More than half of patients scored as hostile; hostility predicts all-cause mortality but not ACS recurrence

MONDAY, Sept. 21, 2020 (HealthDay News) — For patients with acute coronary syndrome (ACS), hostility predicts all-cause mortality but not recurrence, according to a study published online Sept. 14 in the European Journal of Cardiovascular Nursing.

Tracey K. Vitori, Ph.D., R.N., from the University of Tennessee College of Nursing in Knoxville, and colleagues examined whether hostility predicted ACS recurrence and mortality in a secondary analysis of data from 2,321 participants from a large randomized clinical trial. The Multiple Adjective Affect Checklist (MAACL) was used to measure hostility; patients were followed for 24 months for ACS recurrence and all-cause mortality.

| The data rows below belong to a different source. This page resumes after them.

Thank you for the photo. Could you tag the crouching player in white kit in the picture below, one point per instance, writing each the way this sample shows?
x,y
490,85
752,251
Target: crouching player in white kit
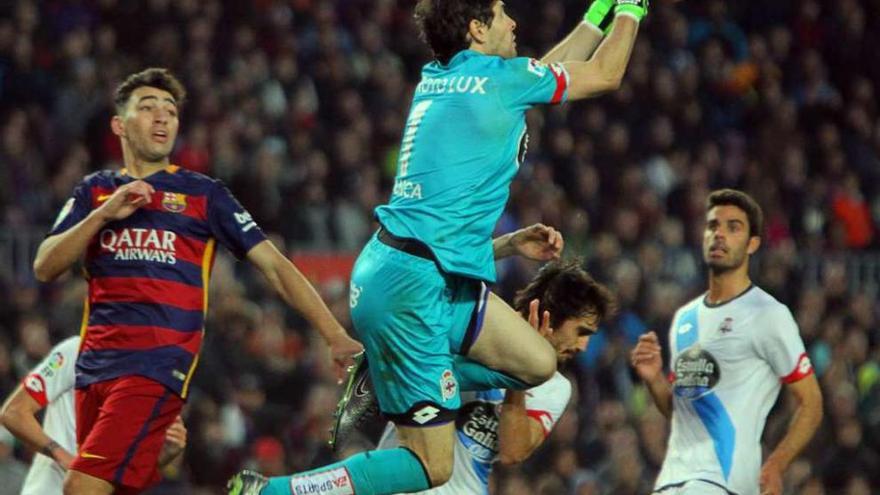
x,y
508,426
50,385
730,349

The researchers found that based on the established MAACL cut point, 57 percent of participants scored as hostile (mean score, 7.56 ± 3.8). Hostility independently predicted all-cause mortality but did not predict ACS recurrence.

“Hostility is a personality trait that includes being sarcastic, cynical, resentful, impatient, or irritable,” Vitori said in a statement. “It’s not just a one-off occurrence but characterizes how a person interacts with people. We know that taking control of lifestyle habits improves the outlook for heart attack patients and our study suggests that improving hostile behaviors could also be a positive move.”